Billick: Let's not get too confident

After Monday breakout, Ravens brace for Browns

Ravens quickly shift focus to Browns

October 02, 2002|By Jamison Hensley | Jamison Hensley,SUN STAFF

Having delivered a show-stopping performance in the national spotlight, the Ravens now must prove they can deliver an encore.

After shocking the Denver Broncos as well as the rest of the league on Monday Night Football, the Ravens have a quick, six-day turnaround to collect themselves. The young Ravens (1-2) will be battling their newfound confidence as much as the Cleveland Browns (2-2) on Sunday night, when they head into an emotionally charged atmosphere before another national television audience.

With first place in the AFC North on the line, the theme today will be to bypass the rhetoric in favor of a reality check.

"I'm glad that we're on a short week because we need to get back to it quickly so we don't languish in the self-praise too long," Ravens coach Brian Billick said. "It's all about the next game, and you have to stay that focused. It sounds childish, but that's clearly where this team has to be. I'm kind of back in the 1999 mode. This team is such a wholly new team, they have to earn the right to even think about playoffs.

"Fortunately, they're still afraid enough of me where I can put the fear of God in them pretty quickly and snap them back into shape when I see anything. With these young guys, I still got them fooled, I guess."

Besides regaining their focus, the Ravens' biggest concerns are the health of tight end Todd Heap and "Tape-gate."

Heap bruised his thigh during his breakout performance but returned to the game. He was listed as questionable yesterday.

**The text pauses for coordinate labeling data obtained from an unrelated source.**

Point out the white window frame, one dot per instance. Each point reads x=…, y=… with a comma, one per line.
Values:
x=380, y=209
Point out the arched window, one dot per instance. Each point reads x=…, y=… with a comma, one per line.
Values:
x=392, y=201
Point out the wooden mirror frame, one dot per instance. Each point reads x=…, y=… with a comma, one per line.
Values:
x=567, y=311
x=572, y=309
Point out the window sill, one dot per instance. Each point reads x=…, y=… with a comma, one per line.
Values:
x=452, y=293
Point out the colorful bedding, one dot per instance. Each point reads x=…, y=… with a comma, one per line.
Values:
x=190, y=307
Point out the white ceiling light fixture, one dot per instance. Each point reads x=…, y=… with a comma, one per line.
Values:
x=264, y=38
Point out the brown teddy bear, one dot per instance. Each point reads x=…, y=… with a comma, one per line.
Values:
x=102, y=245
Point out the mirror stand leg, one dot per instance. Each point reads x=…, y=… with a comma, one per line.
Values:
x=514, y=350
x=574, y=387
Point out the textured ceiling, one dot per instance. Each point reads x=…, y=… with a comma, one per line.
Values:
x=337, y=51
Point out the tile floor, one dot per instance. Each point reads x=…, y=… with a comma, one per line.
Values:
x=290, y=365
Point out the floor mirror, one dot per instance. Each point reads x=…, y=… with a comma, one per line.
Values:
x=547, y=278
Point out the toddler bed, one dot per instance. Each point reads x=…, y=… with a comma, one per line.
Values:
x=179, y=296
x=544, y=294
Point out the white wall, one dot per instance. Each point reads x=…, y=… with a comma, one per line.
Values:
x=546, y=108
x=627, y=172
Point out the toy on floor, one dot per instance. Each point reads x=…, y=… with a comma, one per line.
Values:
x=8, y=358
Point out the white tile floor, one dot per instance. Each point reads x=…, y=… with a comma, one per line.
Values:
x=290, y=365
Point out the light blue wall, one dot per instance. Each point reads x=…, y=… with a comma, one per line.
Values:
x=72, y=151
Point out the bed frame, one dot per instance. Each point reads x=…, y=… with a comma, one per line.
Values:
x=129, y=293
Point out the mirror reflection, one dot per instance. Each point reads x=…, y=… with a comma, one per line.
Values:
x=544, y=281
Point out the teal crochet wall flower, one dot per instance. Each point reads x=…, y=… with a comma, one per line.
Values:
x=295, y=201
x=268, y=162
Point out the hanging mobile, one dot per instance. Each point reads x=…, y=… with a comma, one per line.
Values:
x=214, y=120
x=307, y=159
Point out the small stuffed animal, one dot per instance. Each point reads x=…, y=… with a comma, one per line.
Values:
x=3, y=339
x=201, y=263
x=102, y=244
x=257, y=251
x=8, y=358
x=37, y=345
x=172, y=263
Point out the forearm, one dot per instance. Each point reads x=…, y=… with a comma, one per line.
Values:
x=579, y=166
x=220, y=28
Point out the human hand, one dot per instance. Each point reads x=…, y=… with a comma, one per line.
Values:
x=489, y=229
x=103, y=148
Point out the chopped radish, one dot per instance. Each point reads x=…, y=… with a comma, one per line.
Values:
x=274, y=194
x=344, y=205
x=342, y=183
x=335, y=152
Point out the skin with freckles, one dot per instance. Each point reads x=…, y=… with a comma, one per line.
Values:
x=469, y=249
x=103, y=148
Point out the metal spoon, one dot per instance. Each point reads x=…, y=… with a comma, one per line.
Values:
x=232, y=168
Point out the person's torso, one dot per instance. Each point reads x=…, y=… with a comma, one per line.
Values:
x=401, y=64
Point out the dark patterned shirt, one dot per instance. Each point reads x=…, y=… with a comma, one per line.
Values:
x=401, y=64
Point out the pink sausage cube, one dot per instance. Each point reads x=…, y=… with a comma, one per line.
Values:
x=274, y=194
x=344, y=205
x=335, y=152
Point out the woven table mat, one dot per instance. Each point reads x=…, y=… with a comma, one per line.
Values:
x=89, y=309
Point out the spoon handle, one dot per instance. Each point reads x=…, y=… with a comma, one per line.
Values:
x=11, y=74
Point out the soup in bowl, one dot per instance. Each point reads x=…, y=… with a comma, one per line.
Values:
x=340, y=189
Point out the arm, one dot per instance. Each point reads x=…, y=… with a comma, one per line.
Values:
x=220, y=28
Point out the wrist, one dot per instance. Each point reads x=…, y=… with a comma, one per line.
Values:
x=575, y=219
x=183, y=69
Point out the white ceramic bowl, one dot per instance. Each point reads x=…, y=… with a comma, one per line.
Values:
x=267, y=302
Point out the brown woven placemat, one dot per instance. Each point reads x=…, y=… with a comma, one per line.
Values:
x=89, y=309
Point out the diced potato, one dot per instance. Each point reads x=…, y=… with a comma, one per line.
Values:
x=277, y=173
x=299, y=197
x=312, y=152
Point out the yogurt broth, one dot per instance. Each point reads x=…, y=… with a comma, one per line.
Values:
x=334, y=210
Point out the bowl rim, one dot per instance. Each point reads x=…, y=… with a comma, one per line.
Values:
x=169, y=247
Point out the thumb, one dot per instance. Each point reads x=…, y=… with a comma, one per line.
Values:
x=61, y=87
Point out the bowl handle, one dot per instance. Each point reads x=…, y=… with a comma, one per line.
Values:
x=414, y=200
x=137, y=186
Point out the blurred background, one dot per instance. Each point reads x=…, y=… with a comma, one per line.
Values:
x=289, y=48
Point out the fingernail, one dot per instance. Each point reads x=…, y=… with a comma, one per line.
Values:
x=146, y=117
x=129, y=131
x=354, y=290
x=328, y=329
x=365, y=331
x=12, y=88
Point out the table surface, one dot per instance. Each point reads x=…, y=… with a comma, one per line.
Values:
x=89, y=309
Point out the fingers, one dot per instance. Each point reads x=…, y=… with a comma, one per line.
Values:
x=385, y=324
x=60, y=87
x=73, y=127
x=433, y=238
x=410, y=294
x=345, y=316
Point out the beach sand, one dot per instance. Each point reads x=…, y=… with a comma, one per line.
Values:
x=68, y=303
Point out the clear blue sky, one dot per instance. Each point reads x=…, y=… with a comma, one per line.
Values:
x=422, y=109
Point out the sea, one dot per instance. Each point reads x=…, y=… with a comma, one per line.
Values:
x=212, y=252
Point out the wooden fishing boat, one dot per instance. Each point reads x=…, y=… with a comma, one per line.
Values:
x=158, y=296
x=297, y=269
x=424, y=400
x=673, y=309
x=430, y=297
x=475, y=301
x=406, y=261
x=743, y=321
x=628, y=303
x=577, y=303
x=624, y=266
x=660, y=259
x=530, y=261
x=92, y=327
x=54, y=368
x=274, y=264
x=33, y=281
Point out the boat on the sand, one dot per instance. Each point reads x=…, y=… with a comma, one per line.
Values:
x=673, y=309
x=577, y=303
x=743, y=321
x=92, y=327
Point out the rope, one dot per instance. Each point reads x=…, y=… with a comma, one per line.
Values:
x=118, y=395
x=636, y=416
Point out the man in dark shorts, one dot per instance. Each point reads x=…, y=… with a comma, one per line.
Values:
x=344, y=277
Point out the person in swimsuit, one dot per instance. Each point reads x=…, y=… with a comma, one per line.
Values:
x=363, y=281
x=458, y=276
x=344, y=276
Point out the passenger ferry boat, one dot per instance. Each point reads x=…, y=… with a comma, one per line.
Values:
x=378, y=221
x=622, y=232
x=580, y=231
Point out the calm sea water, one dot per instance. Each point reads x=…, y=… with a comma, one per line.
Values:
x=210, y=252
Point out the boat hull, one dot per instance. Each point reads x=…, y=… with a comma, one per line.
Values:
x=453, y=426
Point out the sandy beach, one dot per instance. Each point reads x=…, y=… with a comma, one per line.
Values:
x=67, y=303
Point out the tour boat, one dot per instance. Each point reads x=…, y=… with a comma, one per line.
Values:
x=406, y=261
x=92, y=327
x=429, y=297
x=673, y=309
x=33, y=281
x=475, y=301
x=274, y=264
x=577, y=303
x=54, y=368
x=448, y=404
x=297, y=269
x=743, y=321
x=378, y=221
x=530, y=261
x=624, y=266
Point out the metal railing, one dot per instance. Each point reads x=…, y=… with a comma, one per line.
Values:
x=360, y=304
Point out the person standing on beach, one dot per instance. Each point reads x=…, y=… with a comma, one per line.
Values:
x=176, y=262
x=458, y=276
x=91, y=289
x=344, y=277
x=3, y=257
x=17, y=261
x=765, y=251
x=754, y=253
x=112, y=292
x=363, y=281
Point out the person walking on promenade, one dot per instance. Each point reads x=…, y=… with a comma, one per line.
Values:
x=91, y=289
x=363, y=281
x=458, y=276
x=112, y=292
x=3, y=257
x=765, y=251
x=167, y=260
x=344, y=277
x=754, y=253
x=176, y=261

The other issue - which involves the exact distance of Chris McAlister's record-setting runback - is not questionable, according to the Ravens. After announcing the return at 108 yards, an official for the Elias Sports Bureau informed the Ravens that he measured the spot at 107 yards. Either way, it's officially the longest play in NFL history.

But Bob Eller, the Ravens' director of operations and information, examined ESPN's highlight film to pinpoint where the ball was when McAlister caught it and then used a tape measure yesterday at Ravens Stadium to determine the distance from the goal line. The team submitted its findings to Elias and believes the ruling will be reversed.

"It's 8 yards on the money," Eller said.

McAlister's touchdown return of a missed field goal highlighted a game won on special teams. Whether it was a blocked punt, a punt return or kickoff return, special teams play had a hand in 24 of the Ravens' 34 points.

But when the Ravens read their special teams scouting report today, it will read: "That was not our best game. We can get better. Special teams made a couple of big plays because of some players' efforts. However, our best game will be when every player plays physical and all-out on every play. Then, you'll still make big plays and maybe more."

That message was sent by special teams coordinator Gary Zauner, who applauded the big plays but was upset at the sloppy effort in between. Too often, he said he noticed players overrun a tackle or fail to maintain a block.

"I hate to say it, but I'm one of those guys where my standards are a lot higher than most," Zauner said. "Yeah, we scored but I looked at a lot of plays where we could have been better. I still have seen how some guys still haven't bought into the system of how they need to play."

The Browns understand the importance of special teams play.

On Sunday, Cleveland lost to the Pittsburgh Steelers in overtime when it missed a field-goal attempt, then failed to recover the ball after blocking a Steelers kick. Pittsburgh hit the winning field goal on the next play.

Despite the Browns' special teams lapses, the Ravens are wary of Cleveland's return game. Once again, the Ravens will have to prove their focus.

"I want them to realize with Cleveland this week, we'd better have our act together," Zauner said.